Lori has a specialist's degree in Instructional Leadership/Mild Moderate and currently serves as the Lead Teacher for The University of Southern Mississippi's Autism Project.

This lesson will provide you with some strategies that promote inclusion and acceptance of children with autism spectrum disorders. Also included are examples for implementing the strategies at the school and community levels.

Understanding Inclusion

'Inclusion' does not simply mean the placement of individuals with an autism spectrum, or communication, disorder in activities with their non-disabled peers. A true inclusive setting is a change in the way a school or community supports the specific needs of each person. Inclusive programs not only benefit individuals with disabilities but also create an atmosphere in which every person, including those who do not have disabilities, has the opportunity to be successful.

Promoting Inclusion at School

Using differentiated instruction (DI) is a great way to provide students with options in how they complete assignments and are assessed. Let's look at an example.

Objective: Students write a book report and present it to the class.

You can differentiate by:

1. Offering a manageable choice of books

2. Offering books in video and/or audio format

3. Offering a manageable choice of presentation methods, such as an oral report or a PowerPoint or Prezi presentation

These options do not alienate students with an autism spectrum disorder who may have communication problems or sensory issues.

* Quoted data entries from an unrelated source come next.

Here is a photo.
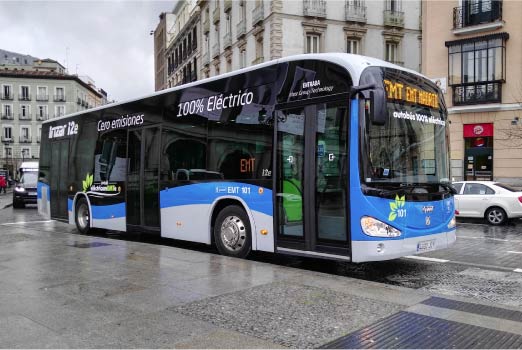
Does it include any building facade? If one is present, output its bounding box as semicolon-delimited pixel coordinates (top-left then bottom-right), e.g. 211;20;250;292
422;0;522;186
0;50;107;174
155;0;422;87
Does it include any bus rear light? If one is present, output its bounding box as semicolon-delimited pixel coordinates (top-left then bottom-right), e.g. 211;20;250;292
361;216;401;237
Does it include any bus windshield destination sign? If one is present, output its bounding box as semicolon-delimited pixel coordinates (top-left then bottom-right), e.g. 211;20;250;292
384;79;439;109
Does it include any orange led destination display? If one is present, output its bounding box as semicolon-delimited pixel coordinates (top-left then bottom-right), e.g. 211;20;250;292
384;79;439;108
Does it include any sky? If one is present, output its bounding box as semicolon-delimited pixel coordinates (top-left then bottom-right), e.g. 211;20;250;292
0;0;175;101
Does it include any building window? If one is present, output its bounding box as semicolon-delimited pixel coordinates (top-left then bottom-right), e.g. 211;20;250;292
346;38;360;54
36;86;49;101
1;85;13;100
20;147;31;161
384;41;399;63
239;49;246;68
2;126;13;141
306;34;321;53
20;126;31;142
446;33;509;105
20;85;31;101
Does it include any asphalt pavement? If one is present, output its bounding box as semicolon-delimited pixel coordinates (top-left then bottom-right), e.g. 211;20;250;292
0;211;522;348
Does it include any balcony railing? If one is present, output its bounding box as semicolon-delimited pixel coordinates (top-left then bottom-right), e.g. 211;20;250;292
236;19;246;39
303;0;326;18
212;6;220;24
453;83;502;106
345;1;366;23
212;43;219;58
384;10;404;27
201;51;210;66
223;0;232;12
252;3;265;26
453;1;502;29
252;56;265;64
223;33;232;49
203;18;210;34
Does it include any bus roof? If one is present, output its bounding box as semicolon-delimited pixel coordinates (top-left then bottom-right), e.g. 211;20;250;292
43;52;428;124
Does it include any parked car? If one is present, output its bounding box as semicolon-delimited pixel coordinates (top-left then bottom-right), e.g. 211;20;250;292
453;181;522;225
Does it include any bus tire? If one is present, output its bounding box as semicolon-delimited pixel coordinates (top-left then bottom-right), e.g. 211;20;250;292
74;197;92;235
214;205;252;258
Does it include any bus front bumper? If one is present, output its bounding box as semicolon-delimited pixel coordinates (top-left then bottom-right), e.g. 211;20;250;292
352;230;456;262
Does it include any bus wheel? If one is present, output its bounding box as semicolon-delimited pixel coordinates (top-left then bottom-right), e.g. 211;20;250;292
74;198;91;234
214;205;252;258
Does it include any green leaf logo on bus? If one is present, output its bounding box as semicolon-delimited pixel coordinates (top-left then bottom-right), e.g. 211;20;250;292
82;173;94;192
388;195;406;221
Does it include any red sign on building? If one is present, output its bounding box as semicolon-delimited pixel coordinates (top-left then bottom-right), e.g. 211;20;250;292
464;123;493;137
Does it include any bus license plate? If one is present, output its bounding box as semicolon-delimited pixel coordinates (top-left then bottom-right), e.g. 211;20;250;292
417;239;435;252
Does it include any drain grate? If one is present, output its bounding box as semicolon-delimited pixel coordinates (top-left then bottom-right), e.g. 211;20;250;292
321;311;522;349
68;242;110;248
421;297;522;322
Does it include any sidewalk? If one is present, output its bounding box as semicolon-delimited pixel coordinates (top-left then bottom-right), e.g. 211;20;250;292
0;186;13;209
0;220;522;348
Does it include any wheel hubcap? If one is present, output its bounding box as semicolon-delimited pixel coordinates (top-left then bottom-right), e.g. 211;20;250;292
76;204;89;229
489;210;504;224
221;216;246;251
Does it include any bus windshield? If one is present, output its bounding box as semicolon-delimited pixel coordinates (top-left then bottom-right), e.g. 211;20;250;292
361;68;450;187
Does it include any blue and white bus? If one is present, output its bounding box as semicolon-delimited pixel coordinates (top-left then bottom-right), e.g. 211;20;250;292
38;53;455;262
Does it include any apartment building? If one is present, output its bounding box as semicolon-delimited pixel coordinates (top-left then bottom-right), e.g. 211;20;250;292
0;50;107;173
422;0;522;186
155;0;422;87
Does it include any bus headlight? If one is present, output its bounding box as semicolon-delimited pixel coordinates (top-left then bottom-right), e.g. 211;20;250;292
448;215;457;228
361;216;401;237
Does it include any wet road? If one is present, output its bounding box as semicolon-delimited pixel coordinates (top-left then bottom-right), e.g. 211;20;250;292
0;204;522;307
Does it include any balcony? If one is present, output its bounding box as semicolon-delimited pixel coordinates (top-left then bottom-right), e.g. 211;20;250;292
212;43;219;58
384;10;404;28
201;51;210;66
236;19;246;39
54;95;65;102
453;1;503;34
252;3;265;26
212;6;221;24
203;18;210;34
344;1;366;23
223;0;232;12
303;0;326;18
252;56;265;64
223;33;232;49
453;83;502;106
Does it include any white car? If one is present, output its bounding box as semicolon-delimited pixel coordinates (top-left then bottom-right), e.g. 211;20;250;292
453;181;522;225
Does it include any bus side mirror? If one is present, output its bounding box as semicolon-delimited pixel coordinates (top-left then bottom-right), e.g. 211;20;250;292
367;88;388;125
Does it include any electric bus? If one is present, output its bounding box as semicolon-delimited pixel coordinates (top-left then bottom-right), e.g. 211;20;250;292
38;53;456;262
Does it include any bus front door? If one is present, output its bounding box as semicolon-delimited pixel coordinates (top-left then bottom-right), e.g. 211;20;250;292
126;127;161;230
275;103;350;259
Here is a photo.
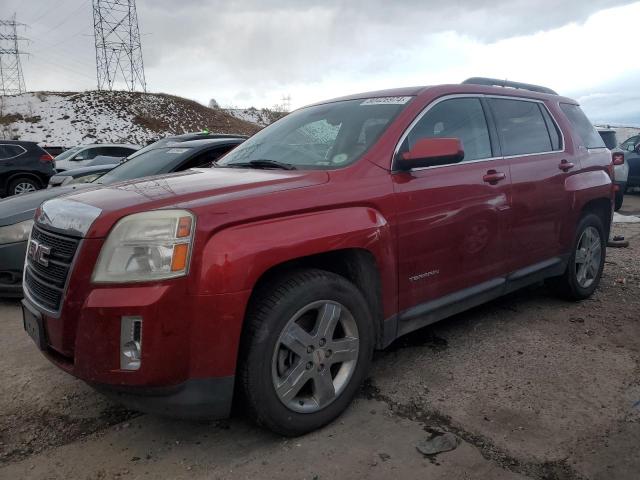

Differentiated instruction does not single students out; all students are provided with the same options. DI also benefits all students by allowing them to choose how they complete their assignments, which provides them with the chance to take ownership of their learning.

Other Inclusive Strategies for the Classroom

  • Actively teach disability awareness. These types of programs teach students about disabilities/abilities, focusing on everyone's strengths, instead of weaknesses. Educating a class can ease anxiety about students who strike their peers as 'different.'
  • Teach a social skills curriculum on a weekly basis. Formal instruction in this area teaches all students how to behave appropriately, especially those with an autism spectrum disorder, as they often have difficulties in social settings.
  • Create service-based projects so students have the opportunity to work together and reflect on their contributions. For example, students could collect and deliver canned goods for a local food bank; they could even prepare and serve a meal to the public, which would also include the community at large.